Across the organizations I work with, AI has created space to shift time toward high-value work. Here are just a few ways this has happened for my clients and may be relevant for you and your team: 

  • Leveraging CRM intelligence: Systems like Raiser’s Edge NXT and others use AI to help you surface giving patterns, identify upgrade opportunities, and prioritize outreach based on likelihood to give. Leverage these tools! 
  • Summarizing and organizing information: AI can turn your meeting notes into clear summaries, action items, and next steps so nothing gets lost. That said, be careful with AI notetakers when sensitive donor information is discussed; consider who has access, and remember AI isn’t perfect and may misinterpret details.
  • Brainstorming campaign names and themes: AI can quickly generate options for teams to react to and refine. I used to spend a lot of time brainstorming appeal and event themes with clients, and AI has streamlined this significantly. Creativity still matters, but ideas spark ideas, and it has reduced the time it takes to land on something strong.
  • Translating complex terms into donor-friendly comms: AI can help make dense programmatic or data insights more accessible to donors. The everyday language and complexity in many fields can be translated into clear, understandable messaging without losing meaning.
  • Structuring ideas: Use AI to convert narrative content into presentation outlines or deck frameworks that are ready to be refined.
  • Supporting data analysis: Fundraising strategies rooted in KPI data have accelerated across my client teams, now that calculations and reporting can happen automatically. Instead of pulling reports and figuring out how to analyze them, teams can quickly access insights via their CRM systems, freeing up time to interpret data, make decisions, and adjust strategy.

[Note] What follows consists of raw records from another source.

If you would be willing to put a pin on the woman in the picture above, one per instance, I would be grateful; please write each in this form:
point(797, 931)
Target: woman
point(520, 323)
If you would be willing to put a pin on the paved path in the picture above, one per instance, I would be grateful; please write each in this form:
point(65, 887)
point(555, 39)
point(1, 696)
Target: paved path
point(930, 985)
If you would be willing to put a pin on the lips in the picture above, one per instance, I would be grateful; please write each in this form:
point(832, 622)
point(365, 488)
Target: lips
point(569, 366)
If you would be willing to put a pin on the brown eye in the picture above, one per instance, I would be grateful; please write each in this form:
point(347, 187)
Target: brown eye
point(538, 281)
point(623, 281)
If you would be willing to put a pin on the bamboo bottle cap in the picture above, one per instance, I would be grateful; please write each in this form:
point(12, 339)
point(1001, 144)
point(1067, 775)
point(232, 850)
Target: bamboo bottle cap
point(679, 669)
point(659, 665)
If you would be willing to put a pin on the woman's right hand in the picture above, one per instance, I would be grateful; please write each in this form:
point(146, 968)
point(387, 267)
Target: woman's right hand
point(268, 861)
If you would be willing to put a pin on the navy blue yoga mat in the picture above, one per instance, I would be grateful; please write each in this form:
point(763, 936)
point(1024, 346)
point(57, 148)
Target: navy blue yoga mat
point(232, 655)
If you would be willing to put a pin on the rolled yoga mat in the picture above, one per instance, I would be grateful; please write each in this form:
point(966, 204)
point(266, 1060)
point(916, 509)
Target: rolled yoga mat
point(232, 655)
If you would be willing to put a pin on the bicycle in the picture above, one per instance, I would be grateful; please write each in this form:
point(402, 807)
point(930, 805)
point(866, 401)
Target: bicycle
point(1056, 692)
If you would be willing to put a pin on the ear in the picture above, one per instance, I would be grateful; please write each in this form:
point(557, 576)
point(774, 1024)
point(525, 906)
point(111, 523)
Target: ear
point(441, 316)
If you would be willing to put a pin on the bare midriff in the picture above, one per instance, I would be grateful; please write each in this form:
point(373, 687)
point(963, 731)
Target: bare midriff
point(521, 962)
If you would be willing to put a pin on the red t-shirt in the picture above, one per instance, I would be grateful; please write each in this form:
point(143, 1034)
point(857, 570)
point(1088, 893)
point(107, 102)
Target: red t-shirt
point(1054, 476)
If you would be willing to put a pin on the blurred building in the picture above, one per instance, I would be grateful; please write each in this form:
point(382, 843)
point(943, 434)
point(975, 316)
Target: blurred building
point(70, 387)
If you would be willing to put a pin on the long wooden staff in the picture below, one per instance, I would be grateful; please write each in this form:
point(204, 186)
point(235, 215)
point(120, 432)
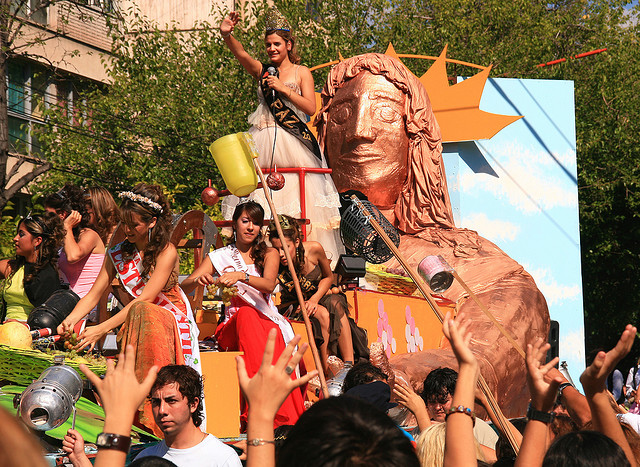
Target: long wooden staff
point(422, 287)
point(296, 284)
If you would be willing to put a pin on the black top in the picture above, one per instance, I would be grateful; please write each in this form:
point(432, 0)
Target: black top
point(42, 285)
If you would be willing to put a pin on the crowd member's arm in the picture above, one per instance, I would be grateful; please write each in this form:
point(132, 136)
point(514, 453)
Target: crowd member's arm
point(543, 394)
point(490, 453)
point(73, 445)
point(121, 395)
point(87, 242)
point(575, 403)
point(459, 448)
point(165, 264)
point(594, 383)
point(406, 396)
point(265, 393)
point(228, 24)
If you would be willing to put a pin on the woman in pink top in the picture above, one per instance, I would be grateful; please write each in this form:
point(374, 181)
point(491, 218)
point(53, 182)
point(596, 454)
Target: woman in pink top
point(82, 254)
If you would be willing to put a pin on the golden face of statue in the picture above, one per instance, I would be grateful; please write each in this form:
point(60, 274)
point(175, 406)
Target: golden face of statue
point(366, 143)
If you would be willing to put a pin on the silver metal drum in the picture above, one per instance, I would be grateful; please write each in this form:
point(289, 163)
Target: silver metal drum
point(47, 402)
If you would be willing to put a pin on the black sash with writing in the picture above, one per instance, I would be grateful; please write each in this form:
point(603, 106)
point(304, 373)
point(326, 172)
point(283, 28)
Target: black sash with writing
point(287, 118)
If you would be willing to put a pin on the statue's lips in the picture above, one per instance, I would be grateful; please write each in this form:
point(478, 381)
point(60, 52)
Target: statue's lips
point(360, 153)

And here are some areas where over-reliance on AI can create problems: 

  • Sharing sensitive donor information with public AI tools: Entering confidential donor details or full datasets into AI platforms like ChatGPT or Claude creates big risks around privacy and security. Many tools store or learn from inputs, and even when they don’t, be cautious about trusting a third party system with sensitive information. Understand your organization’s policies, and when in doubt, anonymize, generalize, or keep sensitive information out of the prompt entirely. 
  • Sounding polished instead of real: When everything is perfectly written, it starts to feel interchangeable. Donors don’t connect with perfection, they connect with authenticity. Be you. Don’t rely on AI to generate emails from scratch, and when communicating at scale, make it personal by referencing unique details tied to meaningful segmentation (e.g. don’t email an entire JCC community with one fundraising message. Instead, segment communications based on user affiliation —ECC parents, fitness users, etc.— and share relevant stories and images) 
  • Defaulting to efficiency over connection: Don’t choose the speed and convenience of AI driven communication over phone calls, handwritten notes, and in person conversations.
  • Losing specificity: Avoid generic language that could apply to any donor; reference real interactions and details that show you truly know them.

The reality is that AI can create extraordinary efficiencies and give us the insights to maximize the ROI on our relationship-building time. But what AI will never replace is human relationships. 

When AI  gives you time back, be intentional about how you spend it. Meetings and gatherings, whether in person or on Zoom, are where relationships are built. I’m currently taking a facilitation course through the University of Virginia, and it has been a critical reminder that strong meetings don’t happen by accident or by running through a set agenda. You have to design them.

Use AI. Lean into it. But don’t hide behind it.